Sentinel: Building a Production-Grade AWS CloudTrail Monitoring System
Security visibility in AWS is not optional. Every API call — a user logging in, an IAM policy changing, an S3 bucket going public — generates a CloudTrail event. The problem is that CloudTrail produces enormous volumes of raw JSON that are nearly impossible to act on without tooling. I built Sentinel to solve this: a self-hosted, production-ready CloudTrail monitoring platform with real-time alerting, a searchable event browser, analytics dashboards, and Slack integration.
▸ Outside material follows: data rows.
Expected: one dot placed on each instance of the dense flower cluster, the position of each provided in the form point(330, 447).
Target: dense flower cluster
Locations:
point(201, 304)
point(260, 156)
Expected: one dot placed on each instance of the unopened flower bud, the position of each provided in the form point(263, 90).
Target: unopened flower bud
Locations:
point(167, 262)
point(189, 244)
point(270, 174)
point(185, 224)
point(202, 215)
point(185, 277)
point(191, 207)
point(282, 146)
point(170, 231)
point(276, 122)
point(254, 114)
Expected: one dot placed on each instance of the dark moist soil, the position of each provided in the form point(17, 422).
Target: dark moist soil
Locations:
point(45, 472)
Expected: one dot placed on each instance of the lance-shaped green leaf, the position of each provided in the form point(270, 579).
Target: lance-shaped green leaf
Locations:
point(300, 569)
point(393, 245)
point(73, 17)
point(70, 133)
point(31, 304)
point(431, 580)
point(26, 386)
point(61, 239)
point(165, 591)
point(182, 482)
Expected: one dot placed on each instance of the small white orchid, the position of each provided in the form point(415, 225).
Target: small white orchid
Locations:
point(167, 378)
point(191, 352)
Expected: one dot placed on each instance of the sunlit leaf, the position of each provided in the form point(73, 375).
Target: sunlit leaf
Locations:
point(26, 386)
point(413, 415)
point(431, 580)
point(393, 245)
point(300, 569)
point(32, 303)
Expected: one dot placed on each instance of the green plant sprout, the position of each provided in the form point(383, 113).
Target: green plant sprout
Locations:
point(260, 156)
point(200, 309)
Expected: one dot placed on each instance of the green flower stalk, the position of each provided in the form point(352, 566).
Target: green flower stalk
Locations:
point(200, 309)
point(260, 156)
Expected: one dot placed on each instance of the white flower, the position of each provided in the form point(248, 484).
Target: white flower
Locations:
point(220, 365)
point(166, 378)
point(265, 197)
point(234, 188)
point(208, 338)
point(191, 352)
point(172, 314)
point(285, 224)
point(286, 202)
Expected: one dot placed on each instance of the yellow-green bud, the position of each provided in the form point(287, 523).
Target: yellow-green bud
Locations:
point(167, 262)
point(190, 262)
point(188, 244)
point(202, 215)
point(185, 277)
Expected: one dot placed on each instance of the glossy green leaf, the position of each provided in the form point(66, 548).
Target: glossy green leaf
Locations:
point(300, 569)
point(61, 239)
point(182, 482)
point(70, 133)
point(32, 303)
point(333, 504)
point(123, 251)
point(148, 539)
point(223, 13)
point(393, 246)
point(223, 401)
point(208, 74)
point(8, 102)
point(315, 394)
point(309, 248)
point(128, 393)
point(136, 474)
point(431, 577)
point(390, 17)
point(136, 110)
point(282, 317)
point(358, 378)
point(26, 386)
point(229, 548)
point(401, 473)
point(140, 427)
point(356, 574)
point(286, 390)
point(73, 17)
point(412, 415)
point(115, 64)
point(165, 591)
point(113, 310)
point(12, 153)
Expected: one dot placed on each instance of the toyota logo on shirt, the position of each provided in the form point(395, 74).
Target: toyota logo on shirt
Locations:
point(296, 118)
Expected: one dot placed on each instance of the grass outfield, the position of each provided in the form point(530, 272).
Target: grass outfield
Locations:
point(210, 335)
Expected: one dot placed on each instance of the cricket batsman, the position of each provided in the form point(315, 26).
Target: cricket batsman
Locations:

The full source is at github.com/Becram/aws-cloudtrail-monitoring.
Why Build This?
Managed CloudTrail alerting solutions like AWS Security Hub, GuardDuty, and CloudWatch Alarms are powerful but come with trade-offs: they charge per event ingested, they abstract away the raw data, and they make it hard to write custom rules against your specific usage patterns.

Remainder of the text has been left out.